Até muito pouco tempo eu mantinha posições radicais sobre mudanças na língua. Não queria nem pensar na idéia e ponto. Hoje, já vejo por outro ângulo, as modificações que vão surgindo. Quando tiraram, em 1971, quase que a maioria dos acentos da língua portuguesa que eu havia penado como criança para decorar fiquei muito brava. Minha mãe, até hoje, escreve com todos os acentos a que ela 'tem direito'.  Os que foram alfabetizado depois deste ano nem sabem que esses acentos existiram e não acham dificuldade alguma por não existirem. No final vejo tudo como uma questão de saudosismo. 
O inglês vive muito bem sem acentos e nós, de língua latina, acabamos aprendendo onde está "o acento da palavra sem acento". A língua vai continuar a simplificar e modificar ao sabor do uso, pois foi assim que ela nasceu em primeiro lugar. É tudo uma questão de tempo, apenas.


Aqui um assunto interessante sobre a ortografia da língua portuguesa e suas modificações.


----------



## Macunaíma

O trema é tão útil, por que eliminar? Algumas sílabas com a mesma grafia teriam pronúncias diferentes em palavras diferentes sem isso estar registrado na escrita. Nós estarímos na situação dos ingleses que, quando a gente pergunta "por que é que se pronuncia assim?", eles respondem, depois de uma pausa pra pensar, "porque sim". Tenho certeza que isso não vai pegar. Vamos continuar sendo seqüestrados, perdendo nossos bens em corridas eqüestres, tudo como sempre fizemos.


----------



## Macunaíma

jazyk said:


> Acho que não diz, não. O trema só se usa sobre os grupos que, qui, gue, gui, uma vez que gua, guo, qua e quo já têm o u pronunciado.


 
Tem toda razão. Essa vai pra coluna _Erramos._ Às vezes eu também coloco trema em _liquidificador_, pelo vício de pronunciar o _u _naquela palavra. Como deu para perceber, eu gosto tanto do trema que uso até onde ele não existe...

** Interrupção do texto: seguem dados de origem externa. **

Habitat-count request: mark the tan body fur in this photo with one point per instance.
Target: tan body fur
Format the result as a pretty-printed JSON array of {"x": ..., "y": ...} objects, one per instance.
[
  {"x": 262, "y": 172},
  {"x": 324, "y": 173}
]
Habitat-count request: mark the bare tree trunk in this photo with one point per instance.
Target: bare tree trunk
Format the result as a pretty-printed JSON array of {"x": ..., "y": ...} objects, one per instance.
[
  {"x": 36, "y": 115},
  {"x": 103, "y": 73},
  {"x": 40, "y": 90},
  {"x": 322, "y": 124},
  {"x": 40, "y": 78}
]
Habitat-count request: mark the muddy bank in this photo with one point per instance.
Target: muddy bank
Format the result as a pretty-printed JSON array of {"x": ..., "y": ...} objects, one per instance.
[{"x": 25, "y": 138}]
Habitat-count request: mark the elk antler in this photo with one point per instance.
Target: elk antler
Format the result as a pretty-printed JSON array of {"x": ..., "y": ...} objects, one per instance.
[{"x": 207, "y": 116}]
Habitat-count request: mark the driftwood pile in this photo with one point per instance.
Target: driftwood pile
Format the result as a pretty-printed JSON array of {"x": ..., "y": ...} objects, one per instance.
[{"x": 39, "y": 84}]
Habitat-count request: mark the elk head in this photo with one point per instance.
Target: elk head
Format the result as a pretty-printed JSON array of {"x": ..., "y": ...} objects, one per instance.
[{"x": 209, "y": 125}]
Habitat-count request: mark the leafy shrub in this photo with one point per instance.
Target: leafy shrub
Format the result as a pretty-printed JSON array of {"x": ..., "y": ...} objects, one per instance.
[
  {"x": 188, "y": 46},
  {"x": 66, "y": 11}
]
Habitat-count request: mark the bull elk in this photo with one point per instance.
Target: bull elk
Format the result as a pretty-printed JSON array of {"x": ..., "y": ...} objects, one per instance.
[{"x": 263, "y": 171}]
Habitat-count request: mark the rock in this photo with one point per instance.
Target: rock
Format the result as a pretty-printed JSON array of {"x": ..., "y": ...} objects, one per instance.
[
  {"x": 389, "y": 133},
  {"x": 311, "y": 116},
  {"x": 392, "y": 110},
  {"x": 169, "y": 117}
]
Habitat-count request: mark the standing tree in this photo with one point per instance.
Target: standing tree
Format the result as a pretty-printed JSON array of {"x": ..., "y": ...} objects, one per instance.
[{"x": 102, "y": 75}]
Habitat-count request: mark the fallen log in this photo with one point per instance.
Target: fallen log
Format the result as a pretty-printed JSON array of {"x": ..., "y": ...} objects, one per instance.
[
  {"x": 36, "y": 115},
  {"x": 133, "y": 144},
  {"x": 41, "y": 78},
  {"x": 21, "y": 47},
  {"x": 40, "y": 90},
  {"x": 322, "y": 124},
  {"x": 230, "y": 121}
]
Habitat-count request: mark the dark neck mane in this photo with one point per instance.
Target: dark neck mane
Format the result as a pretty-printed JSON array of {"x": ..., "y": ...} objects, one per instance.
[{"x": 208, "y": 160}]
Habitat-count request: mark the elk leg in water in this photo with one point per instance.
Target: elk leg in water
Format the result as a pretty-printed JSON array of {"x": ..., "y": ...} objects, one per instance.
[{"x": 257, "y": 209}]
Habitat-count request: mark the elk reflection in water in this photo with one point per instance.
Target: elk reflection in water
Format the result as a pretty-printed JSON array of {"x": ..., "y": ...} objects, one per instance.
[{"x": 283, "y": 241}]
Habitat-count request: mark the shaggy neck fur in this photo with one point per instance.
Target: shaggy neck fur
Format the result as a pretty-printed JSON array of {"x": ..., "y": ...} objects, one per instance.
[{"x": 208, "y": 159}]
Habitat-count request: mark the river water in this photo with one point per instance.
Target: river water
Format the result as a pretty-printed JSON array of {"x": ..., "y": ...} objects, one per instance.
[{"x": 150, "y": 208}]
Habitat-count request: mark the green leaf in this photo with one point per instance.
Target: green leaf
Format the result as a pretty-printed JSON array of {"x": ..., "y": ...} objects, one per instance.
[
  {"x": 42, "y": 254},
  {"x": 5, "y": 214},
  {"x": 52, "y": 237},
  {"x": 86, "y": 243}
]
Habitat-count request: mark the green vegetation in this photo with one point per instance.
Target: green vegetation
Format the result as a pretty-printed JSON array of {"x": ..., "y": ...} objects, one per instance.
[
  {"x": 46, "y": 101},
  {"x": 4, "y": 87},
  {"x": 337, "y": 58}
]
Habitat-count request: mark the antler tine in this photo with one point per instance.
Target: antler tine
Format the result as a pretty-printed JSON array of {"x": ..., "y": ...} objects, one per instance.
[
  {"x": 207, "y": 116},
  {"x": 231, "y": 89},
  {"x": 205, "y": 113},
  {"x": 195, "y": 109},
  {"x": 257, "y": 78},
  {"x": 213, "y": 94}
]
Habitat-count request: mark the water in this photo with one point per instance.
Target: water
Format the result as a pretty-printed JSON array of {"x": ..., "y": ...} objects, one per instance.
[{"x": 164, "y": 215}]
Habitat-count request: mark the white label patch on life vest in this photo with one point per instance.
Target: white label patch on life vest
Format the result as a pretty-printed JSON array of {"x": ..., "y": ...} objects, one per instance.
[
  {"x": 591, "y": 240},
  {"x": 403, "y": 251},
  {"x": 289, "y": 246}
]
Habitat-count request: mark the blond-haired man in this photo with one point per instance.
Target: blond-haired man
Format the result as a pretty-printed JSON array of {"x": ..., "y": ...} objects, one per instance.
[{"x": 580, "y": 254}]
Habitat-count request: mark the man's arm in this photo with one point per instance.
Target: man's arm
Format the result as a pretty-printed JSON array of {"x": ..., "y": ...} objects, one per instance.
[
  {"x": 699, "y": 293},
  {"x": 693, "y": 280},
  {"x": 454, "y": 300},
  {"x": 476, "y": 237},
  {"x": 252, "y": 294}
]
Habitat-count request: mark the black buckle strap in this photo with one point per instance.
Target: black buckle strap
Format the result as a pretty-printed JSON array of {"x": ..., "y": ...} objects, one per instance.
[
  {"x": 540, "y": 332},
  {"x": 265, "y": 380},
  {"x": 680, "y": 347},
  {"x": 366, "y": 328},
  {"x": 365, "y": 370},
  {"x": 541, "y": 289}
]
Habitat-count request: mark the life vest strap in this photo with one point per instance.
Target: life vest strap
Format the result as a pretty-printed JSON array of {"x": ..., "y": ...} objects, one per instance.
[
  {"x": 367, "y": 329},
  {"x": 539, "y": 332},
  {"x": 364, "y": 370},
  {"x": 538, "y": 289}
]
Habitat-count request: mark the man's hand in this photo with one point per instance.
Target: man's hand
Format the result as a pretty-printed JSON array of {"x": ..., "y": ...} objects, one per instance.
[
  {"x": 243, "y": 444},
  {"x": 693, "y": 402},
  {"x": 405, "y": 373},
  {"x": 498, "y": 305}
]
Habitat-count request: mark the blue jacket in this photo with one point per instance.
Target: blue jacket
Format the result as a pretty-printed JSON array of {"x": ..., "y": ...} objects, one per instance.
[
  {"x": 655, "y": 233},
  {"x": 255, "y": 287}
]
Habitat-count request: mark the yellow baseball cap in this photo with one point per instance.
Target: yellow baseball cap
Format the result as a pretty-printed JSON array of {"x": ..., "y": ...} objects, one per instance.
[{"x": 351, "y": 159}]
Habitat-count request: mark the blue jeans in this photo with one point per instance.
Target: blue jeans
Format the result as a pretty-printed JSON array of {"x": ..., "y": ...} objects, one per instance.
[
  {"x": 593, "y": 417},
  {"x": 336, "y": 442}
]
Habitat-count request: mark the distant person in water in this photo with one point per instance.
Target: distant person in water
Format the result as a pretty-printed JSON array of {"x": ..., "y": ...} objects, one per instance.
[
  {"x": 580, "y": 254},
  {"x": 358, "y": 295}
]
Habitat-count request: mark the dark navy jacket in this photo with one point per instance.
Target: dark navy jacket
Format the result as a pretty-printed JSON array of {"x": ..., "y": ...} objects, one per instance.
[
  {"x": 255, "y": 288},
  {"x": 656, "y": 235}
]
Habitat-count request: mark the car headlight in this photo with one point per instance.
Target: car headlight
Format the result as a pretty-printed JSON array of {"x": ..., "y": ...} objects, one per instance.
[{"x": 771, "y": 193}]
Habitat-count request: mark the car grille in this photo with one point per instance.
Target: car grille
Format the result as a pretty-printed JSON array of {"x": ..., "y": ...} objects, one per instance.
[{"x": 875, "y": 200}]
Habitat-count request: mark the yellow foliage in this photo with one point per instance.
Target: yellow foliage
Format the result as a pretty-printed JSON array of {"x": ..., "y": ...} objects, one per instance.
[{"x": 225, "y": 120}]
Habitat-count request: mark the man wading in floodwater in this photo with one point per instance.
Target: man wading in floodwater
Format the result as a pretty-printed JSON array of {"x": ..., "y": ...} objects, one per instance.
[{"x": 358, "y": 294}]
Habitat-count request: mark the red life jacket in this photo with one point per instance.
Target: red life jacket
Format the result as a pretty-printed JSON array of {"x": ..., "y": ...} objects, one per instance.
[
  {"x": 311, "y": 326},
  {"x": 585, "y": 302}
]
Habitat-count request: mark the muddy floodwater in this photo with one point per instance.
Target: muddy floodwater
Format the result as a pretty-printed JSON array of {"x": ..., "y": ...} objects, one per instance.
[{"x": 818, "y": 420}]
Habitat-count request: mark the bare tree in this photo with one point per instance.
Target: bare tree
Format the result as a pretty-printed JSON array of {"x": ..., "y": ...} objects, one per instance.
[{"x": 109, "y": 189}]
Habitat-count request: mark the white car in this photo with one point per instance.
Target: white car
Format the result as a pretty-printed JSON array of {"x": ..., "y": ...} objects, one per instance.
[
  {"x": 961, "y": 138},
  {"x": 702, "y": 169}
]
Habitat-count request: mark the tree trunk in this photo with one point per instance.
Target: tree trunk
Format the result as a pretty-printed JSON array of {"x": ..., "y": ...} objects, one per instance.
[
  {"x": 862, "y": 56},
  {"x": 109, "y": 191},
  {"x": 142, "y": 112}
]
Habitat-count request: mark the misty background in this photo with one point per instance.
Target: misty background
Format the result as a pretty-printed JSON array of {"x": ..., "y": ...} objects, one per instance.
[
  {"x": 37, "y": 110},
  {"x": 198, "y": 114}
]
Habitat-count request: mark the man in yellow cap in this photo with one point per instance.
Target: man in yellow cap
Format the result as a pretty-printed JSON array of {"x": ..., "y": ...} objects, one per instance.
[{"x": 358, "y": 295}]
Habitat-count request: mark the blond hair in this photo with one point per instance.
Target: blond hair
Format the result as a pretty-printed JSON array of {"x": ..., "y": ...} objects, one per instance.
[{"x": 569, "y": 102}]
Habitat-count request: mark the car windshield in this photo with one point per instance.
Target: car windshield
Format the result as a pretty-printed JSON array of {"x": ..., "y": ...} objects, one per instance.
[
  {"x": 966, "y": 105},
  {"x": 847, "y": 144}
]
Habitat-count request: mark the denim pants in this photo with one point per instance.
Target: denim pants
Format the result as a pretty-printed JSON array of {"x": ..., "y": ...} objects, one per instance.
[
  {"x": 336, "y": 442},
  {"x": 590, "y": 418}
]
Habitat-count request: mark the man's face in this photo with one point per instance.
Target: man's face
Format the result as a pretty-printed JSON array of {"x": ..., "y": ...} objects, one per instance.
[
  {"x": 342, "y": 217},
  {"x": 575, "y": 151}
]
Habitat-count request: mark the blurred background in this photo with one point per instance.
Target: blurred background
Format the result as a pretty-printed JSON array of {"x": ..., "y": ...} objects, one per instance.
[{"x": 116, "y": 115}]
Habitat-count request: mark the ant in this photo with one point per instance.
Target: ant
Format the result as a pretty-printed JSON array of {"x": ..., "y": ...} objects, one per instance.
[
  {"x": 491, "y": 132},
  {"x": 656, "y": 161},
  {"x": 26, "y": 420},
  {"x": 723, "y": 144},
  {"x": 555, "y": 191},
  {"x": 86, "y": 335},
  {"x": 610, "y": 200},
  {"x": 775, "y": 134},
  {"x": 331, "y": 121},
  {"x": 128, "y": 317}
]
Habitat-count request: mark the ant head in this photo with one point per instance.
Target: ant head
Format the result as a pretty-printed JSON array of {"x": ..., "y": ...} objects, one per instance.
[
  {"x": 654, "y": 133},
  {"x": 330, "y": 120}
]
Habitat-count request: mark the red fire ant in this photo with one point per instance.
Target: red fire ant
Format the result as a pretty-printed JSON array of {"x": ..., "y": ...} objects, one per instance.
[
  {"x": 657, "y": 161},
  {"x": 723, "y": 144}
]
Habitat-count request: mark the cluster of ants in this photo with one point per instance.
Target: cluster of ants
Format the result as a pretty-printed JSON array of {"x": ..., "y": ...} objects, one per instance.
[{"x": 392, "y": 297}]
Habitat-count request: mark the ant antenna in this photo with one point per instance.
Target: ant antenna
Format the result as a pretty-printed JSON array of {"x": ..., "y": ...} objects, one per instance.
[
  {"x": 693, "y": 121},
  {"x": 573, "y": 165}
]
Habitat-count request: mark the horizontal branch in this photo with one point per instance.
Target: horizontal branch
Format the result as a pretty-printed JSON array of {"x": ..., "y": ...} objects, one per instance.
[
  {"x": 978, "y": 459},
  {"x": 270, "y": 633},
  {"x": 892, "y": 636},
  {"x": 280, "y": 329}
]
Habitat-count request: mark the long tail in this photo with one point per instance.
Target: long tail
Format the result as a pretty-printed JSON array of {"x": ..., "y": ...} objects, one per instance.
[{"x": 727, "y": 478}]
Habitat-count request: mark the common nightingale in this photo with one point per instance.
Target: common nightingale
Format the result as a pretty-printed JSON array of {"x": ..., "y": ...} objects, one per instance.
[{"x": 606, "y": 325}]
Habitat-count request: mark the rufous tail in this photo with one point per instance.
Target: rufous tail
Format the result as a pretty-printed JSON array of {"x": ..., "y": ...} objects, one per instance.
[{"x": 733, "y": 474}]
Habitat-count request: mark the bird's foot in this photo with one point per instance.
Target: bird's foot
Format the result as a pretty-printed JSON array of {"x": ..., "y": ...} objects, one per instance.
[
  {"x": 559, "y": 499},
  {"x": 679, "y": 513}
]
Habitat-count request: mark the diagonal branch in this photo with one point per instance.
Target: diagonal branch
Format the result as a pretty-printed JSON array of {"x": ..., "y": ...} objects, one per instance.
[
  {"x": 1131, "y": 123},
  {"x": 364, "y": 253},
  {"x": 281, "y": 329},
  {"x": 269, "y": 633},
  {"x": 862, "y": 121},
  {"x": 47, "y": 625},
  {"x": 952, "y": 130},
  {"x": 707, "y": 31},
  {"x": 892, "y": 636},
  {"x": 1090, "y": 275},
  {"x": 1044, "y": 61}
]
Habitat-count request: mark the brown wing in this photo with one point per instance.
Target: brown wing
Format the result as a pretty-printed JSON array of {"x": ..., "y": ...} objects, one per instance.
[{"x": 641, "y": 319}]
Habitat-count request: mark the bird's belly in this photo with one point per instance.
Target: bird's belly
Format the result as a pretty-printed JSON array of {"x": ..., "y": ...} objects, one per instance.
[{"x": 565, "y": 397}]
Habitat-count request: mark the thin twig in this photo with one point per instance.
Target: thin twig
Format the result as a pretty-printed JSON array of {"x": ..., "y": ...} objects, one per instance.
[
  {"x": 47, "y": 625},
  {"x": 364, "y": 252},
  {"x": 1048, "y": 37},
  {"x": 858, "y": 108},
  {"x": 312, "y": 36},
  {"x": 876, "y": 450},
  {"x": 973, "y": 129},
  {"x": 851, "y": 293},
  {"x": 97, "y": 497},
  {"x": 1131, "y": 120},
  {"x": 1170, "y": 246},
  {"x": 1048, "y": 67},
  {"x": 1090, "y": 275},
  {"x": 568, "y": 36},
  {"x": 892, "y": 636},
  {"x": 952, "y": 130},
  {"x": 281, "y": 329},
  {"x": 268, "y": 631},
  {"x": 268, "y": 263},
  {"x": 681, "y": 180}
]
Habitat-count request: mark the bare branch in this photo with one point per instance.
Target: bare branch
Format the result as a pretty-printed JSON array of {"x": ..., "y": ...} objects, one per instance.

Curiosamente, palavras como _quota_, _alíquota_, _quociente_ e _quotidiano_ não têm o _u _pronunciado. Talvez seja um caso para os nossos bons velhinhos da ABL deliberarem durante o chá.


----------



## Pedrovski

Sinceramente, o trema é das poucas coisas que não aprecio mesmo nada no pt-br. O resto, como tirar as consonantes silenciosas das palavras até concordo.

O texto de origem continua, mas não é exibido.